Life is really hard. I’m sure you have noticed that. Sometimes in life you have to deal with people who don’t like you, or with people you don’t like. You have to work during times you would rather be with your family. People say mean things or do terrible things, loved ones die or we have to stand by as they face trials we don’t know how to help with. Life is really hard.
It does not become perfectly easy as a Christ follower. I’m sure you’ve noticed that too. People still hurt you, bosses still exist, tragedies happen to us or the people we love and you can still get weary and depressed. In our own community right now there are people facing loss and hardship that seems unfair, and more than most of us know what to do with.
The world will offer a few solutions to your problems, they come in little inspirational slogans on a backdrop of a sunset or waterfall. ‘Pull yourself up’ is the general idea in most of them. If you can’t manage that, then try to keep your sorrows to yourself and not weigh down the rest of the world. You’ll get better, give it time.
The people of God have another option. We have one another. The New Testament has 55 “One Another” statements. These verses call out how we are to treat one another. We are called the body of Christ; we are one body. The hand does not despise the foot, the eye does not despise the heart, we are all in this together. When one member suffers, all suffer, when one rejoices, all rejoice. That means we don’t abandon people when they are sad because it makes us too sad. We don’t grow envious of one another’s victories because we didn’t get a victory. We share in these things with one another. You are no freer to walk away from a member of the body of Christ than you are to cut off your own hand. Sure you could, but only at a great detriment to yourself.

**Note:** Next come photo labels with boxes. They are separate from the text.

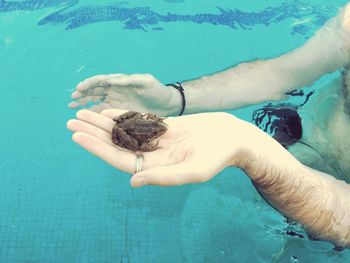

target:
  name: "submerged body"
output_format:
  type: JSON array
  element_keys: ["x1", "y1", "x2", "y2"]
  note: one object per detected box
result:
[{"x1": 68, "y1": 4, "x2": 350, "y2": 250}]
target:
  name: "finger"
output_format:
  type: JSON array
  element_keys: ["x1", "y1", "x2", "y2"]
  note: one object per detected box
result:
[
  {"x1": 72, "y1": 132, "x2": 135, "y2": 173},
  {"x1": 67, "y1": 120, "x2": 115, "y2": 146},
  {"x1": 89, "y1": 102, "x2": 113, "y2": 113},
  {"x1": 130, "y1": 163, "x2": 209, "y2": 187},
  {"x1": 101, "y1": 109, "x2": 133, "y2": 119},
  {"x1": 71, "y1": 91, "x2": 83, "y2": 99},
  {"x1": 77, "y1": 110, "x2": 114, "y2": 132}
]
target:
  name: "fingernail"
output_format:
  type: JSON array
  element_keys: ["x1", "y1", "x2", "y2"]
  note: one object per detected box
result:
[
  {"x1": 71, "y1": 91, "x2": 81, "y2": 99},
  {"x1": 68, "y1": 101, "x2": 79, "y2": 108},
  {"x1": 132, "y1": 177, "x2": 147, "y2": 187}
]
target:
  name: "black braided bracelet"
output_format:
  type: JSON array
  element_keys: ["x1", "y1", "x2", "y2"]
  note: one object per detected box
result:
[{"x1": 166, "y1": 82, "x2": 186, "y2": 116}]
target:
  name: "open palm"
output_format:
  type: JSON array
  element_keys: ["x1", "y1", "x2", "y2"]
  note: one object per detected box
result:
[{"x1": 67, "y1": 109, "x2": 255, "y2": 187}]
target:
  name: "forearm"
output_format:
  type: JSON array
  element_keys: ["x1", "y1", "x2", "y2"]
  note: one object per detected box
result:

A few weeks ago, the women of Redeemer gathered together for breakfast, prayer and good conversation. Usually there is a teaching during these quarterly gatherings but not this week. We gathered intentionally, to bear one another’s burdens.
Galatians 6:2 “Bear one another’s burdens, and so fulfill the law of Christ.”
There is no instruction on how to do this. But as the body of Christ, that has the spirit of Christ, you don’t have to know. Sometimes the thing to do is just be there, sometimes it’s offering prayer, or to take a task off their hands. The thing is, Christ knows what is needed, and we as His body, simply act in love. Language does not contain the right words in times of sorrow, and it is hard to know what do or say when your friend loses someone, or faces a tragedy. But still we are called to bear with one another.
I think in the simplest of terms, this means just not walking away, not cutting off your hand. For us, on that sunny Saturday morning, this meant we spent time just talking with one another, listening to one another’s stories, and sharing our own. This meant that when we prayed for a friend we all wept together for the struggle she is facing. This means we remember one another’s trials and we continue to pray. You don’t have to know what to do because God does know, and He will see to it. Bearing with one another means hand to hand praying, one foot after the other, brain communicating with heart, lungs handling the rhythm of breath while the tear ducts empty.
No one is in this alone. The world has nothing to offer because the world is “every man for himself.” Among the body of Christ it is, “every man is myself.”